San Francisco voters will find two pension reform measures on their November 8 ballot this year. One was submitted by the Mayor and the Board of Supervisors, the other by an initiative process sponsored by Jeff Adachi, the City’s Public Defender. Today the Ballot Simplification Committee went through each of the measures to ensure that they will be clear and comprehensible to voters. It was a lengthy process.
The Mayor’s proposal, which will be Ballot Measure C: City Retirement and Health Care Benefits, includes changes to both the pension system and the health benefits for city employees. The Adachi proposal, which will be Ballot Measure D Retirement Benefits for City Employees, deals only with the pension system and does not address health benefits. Both measures will change the contributions made by city employees and elected officials for their retirement benefits and also raise the age at which individuals can retire and receive benefits. The specific details of each measure are far too intricate to be spelled out in this blog. One of the most difficult tasks of preparing for this election will be explaining to potential voters the differences between the measures. You can expect to read in the newspapers and hear from various media sources many different predictions about how much money the City will save if one or another of the measures is adopted.
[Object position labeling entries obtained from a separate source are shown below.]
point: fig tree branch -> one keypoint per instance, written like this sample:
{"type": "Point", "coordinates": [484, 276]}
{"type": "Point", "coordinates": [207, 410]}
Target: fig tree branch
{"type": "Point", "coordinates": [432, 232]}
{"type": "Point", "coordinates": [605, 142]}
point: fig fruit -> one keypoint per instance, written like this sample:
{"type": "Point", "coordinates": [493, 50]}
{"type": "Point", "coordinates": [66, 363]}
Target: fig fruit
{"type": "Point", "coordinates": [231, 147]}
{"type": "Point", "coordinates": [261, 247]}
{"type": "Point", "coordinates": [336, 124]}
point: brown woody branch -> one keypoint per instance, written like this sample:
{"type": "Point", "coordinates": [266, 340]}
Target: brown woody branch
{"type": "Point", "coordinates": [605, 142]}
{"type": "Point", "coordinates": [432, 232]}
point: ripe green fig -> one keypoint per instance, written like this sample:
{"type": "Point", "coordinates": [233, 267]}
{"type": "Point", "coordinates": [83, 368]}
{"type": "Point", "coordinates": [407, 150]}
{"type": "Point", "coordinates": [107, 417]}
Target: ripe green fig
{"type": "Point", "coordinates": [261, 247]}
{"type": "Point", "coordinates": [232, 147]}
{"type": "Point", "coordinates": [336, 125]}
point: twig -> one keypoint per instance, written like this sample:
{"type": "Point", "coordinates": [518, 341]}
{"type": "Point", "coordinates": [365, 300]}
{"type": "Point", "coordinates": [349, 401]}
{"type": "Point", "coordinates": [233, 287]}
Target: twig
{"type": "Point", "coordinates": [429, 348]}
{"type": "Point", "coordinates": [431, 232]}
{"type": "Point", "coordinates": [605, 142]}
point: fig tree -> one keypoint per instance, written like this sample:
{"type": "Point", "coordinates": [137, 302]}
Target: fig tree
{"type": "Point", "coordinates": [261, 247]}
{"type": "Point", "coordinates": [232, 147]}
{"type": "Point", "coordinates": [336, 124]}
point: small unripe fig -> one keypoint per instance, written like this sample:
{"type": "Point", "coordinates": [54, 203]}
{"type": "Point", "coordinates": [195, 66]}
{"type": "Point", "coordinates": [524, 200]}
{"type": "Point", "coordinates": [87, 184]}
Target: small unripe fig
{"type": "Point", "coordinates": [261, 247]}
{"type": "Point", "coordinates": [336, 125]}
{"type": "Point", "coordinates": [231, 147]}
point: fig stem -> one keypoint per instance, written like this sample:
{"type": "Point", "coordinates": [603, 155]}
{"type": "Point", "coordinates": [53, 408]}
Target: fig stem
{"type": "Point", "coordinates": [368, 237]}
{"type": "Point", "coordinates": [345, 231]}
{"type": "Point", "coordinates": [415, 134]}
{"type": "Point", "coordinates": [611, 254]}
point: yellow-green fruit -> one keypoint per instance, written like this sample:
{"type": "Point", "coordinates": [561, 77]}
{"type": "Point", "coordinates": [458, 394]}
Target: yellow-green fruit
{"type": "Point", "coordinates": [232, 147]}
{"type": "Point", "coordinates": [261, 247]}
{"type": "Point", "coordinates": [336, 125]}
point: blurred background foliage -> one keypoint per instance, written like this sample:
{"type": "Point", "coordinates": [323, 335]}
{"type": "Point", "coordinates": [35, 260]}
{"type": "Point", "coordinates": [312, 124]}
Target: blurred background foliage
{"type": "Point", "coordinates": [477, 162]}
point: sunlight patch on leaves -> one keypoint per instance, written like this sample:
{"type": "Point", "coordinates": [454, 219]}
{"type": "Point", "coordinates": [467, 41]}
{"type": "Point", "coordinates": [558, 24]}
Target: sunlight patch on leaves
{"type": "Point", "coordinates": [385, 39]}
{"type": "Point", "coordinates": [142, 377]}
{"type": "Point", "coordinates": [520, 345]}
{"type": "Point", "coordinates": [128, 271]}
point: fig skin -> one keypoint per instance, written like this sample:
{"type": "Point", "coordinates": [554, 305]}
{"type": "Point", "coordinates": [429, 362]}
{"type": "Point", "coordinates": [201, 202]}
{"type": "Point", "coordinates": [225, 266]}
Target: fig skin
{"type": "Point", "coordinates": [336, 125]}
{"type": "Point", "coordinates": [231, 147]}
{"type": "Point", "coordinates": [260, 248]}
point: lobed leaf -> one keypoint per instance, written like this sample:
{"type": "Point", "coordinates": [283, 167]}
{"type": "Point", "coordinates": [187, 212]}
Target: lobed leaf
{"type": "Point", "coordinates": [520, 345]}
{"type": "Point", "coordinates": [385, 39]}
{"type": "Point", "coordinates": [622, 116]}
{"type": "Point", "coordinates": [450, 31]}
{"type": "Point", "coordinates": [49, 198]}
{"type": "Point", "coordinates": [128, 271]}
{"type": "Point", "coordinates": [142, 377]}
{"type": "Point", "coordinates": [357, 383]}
The League will have its work cut out for it in preparing materials for voter education on these competing measures.
While we are busy grappling with these measures an overriding question about City government goes unmentioned. One of the glaring weaknesses of San Francisco government is the number of details spelled out in the City Charter. Instead of being a document stating the general principles guiding the government and the City officials who lead it, our Charter includes the minute details of employee duties, rewards, pensions and other benefits. It is ridiculous that minor changes in retirement benefits require the re-writing of a portion of the City Charter. A complete revision of the Charter is long overdue and the League of Women Voters has been recommending that for many years. It’s easy to give up in despair and conclude that nothing will ever happen, but the League is well-known for hammering away at issues until their time finally comes. Getting the Redistricting Commission set-up took a long time, but this year we are finally seeing redistricting taken out of the hands of politicians and being decided by a nonpartisan group of citizens. Perhaps the City Charter should be our next focus. It may take years, but think what an achievement it would be to have a sensible basis for our City government at last.